I don't believe it is triumphalistic, precisely because, like Louis Bouyer, I believe the legitimate goals and desires of the Reformation find their completion in the Catholic Church. No, my brothers, the irony does not escape me.
The other delicious irony is that God was trying to give me simply Jesus, even as I swore up and down that it was these Romish sorts cluttering up the gospel with extraneous details. It's hilarious to me now: that mere Christianity finds its fullness in Rome? Can anything good come out of Nazareth? Come and see. I dare you.
I took note that R. Scott Clark of Westminster Seminary is blogging again. He tries hard. And whatever else we say, he's consistent, and he's bold. But if I can put it this way, his theology is like the losing campaign of a presidential candidate: you can sense the courage and the ardor, but everybody can sense that generally, no one is buying the message. Somehow, Christianity has moved on. Reformed theology has moved on. The battle-lines aren't drawn where they were back then. A great many people are asking if there ought to be battle-lines at all.
That is not to say that it's blindingly obvious to everyone that it's time to come Home.

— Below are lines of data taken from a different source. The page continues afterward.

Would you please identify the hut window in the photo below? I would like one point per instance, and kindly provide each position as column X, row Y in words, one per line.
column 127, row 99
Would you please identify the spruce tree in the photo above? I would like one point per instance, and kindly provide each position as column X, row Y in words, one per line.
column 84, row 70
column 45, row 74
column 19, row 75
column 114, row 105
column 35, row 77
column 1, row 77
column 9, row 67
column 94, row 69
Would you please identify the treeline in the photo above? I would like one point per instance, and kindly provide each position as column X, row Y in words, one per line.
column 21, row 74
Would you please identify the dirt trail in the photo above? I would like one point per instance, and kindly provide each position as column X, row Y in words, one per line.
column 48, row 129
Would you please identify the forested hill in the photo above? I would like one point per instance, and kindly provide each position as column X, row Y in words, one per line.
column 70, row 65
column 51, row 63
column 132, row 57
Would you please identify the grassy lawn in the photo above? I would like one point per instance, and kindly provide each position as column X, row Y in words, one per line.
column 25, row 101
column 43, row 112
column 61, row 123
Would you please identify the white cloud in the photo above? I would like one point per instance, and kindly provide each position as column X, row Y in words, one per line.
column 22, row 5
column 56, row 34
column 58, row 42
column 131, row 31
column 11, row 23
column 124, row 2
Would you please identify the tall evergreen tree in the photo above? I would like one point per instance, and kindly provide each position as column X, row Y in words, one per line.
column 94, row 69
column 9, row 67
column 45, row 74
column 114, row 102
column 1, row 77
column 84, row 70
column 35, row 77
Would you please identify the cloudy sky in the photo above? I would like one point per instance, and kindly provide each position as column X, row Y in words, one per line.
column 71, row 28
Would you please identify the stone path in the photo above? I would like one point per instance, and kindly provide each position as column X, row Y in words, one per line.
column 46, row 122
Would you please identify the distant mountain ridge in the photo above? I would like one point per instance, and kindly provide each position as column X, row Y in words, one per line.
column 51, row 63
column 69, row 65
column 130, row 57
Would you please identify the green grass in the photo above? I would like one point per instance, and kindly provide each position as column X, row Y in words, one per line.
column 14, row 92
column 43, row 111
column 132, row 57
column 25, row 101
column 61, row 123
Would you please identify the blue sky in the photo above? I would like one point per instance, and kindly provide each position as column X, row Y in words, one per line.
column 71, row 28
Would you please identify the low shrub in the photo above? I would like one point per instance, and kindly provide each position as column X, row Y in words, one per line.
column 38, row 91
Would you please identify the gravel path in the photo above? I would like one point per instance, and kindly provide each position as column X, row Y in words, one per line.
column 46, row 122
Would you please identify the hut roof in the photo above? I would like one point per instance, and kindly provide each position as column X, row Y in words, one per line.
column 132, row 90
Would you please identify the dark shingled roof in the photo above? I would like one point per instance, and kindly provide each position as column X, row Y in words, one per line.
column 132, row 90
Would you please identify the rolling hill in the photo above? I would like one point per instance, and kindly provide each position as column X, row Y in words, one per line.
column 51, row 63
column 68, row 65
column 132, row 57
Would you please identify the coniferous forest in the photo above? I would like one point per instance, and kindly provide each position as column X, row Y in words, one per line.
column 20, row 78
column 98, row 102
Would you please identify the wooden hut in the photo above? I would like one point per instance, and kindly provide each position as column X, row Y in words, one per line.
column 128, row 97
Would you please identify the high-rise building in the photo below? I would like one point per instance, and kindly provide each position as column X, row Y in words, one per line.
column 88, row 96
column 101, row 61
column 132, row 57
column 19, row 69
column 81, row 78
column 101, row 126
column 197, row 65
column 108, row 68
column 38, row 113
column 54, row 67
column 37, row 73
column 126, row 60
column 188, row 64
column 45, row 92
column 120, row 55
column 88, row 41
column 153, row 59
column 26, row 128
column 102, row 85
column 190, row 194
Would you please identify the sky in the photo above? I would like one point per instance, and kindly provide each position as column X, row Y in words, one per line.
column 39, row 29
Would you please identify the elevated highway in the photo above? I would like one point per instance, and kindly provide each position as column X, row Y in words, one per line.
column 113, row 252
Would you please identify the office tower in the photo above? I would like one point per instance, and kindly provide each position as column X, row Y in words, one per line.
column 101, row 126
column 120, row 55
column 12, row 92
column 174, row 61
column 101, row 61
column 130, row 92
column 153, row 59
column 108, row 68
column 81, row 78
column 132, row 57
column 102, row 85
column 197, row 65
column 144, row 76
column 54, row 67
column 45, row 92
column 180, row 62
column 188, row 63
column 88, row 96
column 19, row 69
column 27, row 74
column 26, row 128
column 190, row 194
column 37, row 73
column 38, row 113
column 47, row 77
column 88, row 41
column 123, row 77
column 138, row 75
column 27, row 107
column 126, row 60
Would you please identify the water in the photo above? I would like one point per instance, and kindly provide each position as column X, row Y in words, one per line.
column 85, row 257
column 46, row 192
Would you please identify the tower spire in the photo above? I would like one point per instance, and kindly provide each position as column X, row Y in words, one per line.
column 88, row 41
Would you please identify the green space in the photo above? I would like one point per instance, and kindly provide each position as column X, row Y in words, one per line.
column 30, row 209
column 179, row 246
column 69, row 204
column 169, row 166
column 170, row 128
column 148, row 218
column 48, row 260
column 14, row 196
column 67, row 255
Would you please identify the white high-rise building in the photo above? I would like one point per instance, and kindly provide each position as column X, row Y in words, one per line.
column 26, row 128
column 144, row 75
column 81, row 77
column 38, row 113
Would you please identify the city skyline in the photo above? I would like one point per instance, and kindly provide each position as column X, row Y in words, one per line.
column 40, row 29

Nor is it guaranteed that all steps taken after throwing off the shackles of confessionalism lead to Truth. But it is high time to re-open questions once thought answered. It's when you're left holding an empty bag that you wonder about the utility of clutching it. If you will forgive the analogy, being Protestant was like shouting slogans that no longer referred to real things. It's like when a candidate is mailing it in with cliches; you sort of know the words meant something once, but nobody believes deploying them now makes any difference.
I just hope you'll know when to put the shovel down. Put your knives down. The door's open. The party's been waiting for you.

Comments

Such truth and so beautifully stated. It is one of the amazing mysteries that the transcendence of so much within the Church is the very thing that has opened up my experience of God's immanence in ways I've never thought possible on this earth. These things of Rome that are so often railed against as vain are all --every word, movement, and image-- intentional and meaningful. I am utterly in awe.